Os 27 anos de Scott

Scott acordou em um sobressalto. Ele tremia, seus cabelos gotejavam água fria, os lençóis molhados, frios, gelados. Ele pulou da cama e mirou o tapete branco, mirou, mas não viu os dois cisnes que limpavam as penas e nem a menina acompanhada do avô que agachada colhia água. Ele deu um ou dois passos e caiu, parece que ainda estava sonhando quando se contorceu de dor. Não teve forças para gritar, e mesmo que conseguisse gritar Marian não poderia escutá-lo pois tinha ido dormir na casa de uma amiga, Beatriz, vizinha da Clarinha. Scott conseguiu forças, apoiou-se no criado mudo e levantou para segundo após estar de novo no chão. As dores eram insuportáveis. “São demais os perigos dessa vida, pra quem tem paixão”, essa música era cantada no fundo de sua mente. Subitamente ele se avistou no espelho grande, parece que do outro lado ele estava em pé e feliz. “principalmente quando uma lua chega de repente”. Ele virou-se instintivamente para a janela, mas não viu nada, apenas escuridão. Scott se arrastou para longe do espelho. “e se deixa no céu como esquecida”. Ele gargalhou e repetiu e me deixa no chão como esquecido. Ele suava em bica, o tapete agora tinha uma pequena mancha vermelha. “e se o luar que atua desvairado”. Sua mente estava a ponto de explodir. Ele se lembrou que tinha perfume no armário, se arrastou conseguiu segurar o vidro de Rastro, mas esse caiu e se despedaçou, ele então rolou sobre o perfume derramado, sem se preocupar com os cacos. “vem se unir uma música qualquer” “Maldita música, quem pode estar cantando? E se olhou no espelho, era ele do outro lado que cantava. “aí então, é preciso ter cuidado, porque deve andar perto uma mulher”. Por uma fração de segundo se lembrou de Clarinha. Ele então tento cantar bem alto “deve andar perto uma mulher que é feita, de música luar e sentimento. Parou. A dor era forte, e agora doíam também os cortes do vidro de perfume. Ele desmaiou.

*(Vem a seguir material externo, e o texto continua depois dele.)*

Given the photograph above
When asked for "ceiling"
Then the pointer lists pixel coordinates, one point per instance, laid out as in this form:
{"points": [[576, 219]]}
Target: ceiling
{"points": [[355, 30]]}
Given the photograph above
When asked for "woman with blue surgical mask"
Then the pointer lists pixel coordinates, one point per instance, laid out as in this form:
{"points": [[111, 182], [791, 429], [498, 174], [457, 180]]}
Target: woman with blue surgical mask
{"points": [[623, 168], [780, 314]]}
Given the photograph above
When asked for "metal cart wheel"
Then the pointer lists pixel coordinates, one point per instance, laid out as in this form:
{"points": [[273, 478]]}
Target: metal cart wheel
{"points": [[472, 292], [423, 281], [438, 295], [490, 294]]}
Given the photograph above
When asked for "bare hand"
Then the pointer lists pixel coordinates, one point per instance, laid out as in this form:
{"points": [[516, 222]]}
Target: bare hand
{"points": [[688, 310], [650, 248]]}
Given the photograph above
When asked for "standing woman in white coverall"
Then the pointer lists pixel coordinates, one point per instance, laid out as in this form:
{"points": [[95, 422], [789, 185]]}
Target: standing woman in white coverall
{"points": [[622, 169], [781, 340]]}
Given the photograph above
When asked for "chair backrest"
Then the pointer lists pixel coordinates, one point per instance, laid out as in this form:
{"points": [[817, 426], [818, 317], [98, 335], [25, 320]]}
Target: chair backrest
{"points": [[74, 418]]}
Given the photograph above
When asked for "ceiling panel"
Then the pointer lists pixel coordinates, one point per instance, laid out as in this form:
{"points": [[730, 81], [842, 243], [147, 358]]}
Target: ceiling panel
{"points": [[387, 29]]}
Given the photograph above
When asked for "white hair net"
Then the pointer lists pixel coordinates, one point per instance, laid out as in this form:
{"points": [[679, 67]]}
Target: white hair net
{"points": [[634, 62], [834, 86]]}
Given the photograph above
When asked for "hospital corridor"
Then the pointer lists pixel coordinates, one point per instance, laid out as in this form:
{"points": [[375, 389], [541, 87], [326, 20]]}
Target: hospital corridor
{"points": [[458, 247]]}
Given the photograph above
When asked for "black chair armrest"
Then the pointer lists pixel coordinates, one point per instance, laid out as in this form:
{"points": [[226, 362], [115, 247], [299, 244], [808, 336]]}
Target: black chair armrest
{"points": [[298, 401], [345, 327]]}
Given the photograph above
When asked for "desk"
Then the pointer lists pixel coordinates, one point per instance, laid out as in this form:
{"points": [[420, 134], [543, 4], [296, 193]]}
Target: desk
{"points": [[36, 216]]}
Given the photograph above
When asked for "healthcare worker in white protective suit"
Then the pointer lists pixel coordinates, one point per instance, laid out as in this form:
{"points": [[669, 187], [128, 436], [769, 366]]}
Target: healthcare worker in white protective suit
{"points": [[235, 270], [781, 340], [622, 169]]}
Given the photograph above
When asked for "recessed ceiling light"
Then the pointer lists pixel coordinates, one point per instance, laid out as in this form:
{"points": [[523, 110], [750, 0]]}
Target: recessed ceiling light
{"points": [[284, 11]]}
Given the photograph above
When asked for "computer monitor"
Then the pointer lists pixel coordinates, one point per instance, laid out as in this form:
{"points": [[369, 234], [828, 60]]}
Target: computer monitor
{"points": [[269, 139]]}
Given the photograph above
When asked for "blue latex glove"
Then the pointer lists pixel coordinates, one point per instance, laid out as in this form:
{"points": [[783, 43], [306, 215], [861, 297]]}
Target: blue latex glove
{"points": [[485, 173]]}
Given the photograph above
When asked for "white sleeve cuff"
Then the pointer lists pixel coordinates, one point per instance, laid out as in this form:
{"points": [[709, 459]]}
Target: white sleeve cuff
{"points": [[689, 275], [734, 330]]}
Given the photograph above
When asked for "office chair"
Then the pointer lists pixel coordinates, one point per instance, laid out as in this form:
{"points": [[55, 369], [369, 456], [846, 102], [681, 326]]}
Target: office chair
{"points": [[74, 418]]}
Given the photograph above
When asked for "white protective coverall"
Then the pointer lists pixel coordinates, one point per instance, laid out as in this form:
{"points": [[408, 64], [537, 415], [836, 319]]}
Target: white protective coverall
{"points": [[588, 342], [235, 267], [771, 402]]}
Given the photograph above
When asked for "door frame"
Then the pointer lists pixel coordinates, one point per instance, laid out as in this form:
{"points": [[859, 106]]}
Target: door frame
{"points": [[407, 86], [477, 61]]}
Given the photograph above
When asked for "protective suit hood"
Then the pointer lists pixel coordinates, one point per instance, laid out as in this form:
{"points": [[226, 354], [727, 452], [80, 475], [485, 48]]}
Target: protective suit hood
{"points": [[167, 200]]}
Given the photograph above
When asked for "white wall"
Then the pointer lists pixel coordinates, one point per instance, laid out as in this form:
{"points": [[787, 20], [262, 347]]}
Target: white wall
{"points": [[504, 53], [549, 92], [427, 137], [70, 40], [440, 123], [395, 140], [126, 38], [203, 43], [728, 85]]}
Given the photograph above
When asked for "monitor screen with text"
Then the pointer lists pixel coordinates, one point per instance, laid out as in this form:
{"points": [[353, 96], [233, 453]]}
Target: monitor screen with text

Clarinha acordou de um sobressalto, ela nunca havia acreditado que dias tivessem cor, mas esse tinha e era cor de arco-íris. Ela foi possuída de uma vontade enorme de comprar um presente para Scott, mas estava confusa, pois não haviam se passado nem doze hora que se conheceram. Ela sorriu um sorriso de anjo. Ontem ele viu Scott pela primeira vez, passou então a lembrar do grupo de amigos que a tentavam impressionar, um havia passado na USP, o outro era bonito e convencido, cada um tinha um atrativo diferente. Mas o que a impressionou mesmo foi quando o menino calado  que brincava  quieto com um crucifixo de madeira, pegou o violão velho, pendurou o crucifixo nas tarraxas e começou a dedilhar baixo uma música bonita, ela rockeira  que gostava de Slade e de Humble Pie, nunca tinha prestado atenção em Vinicius, mas ouvido o dedilhar baixinho se aproximou e do nada disse “oi, posso escutar?”. Scott acenou com a cabeça e continuou:

“Deve andar perto uma mulher que é feita
De música, luar e sentimento
E que a vida não quer de tão perfeita

Uma mulher que é como a própria lua:
Tão linda que só espalha sofrimento
Tão cheia de pudor que vive nua”

Ela bateu palmas e perguntou “você é daqui?” ela nem se lembra da resposta pois não tinha interesse em saber. Conversaram por mil anos, que podem ser alguns minutos ou horas, até que Scott sempre sorridente e gentil, pegou em sua mão e disse: “vou te acompanhar até a sua casa”. Eles caminharam por milhares de quilômetros que podem ser uma ou duas quadras. Ele parecia tímido, mas disse: “amanhã faço 27 anos, posso te levar na Shadow?. Ela imediatamente aceitou.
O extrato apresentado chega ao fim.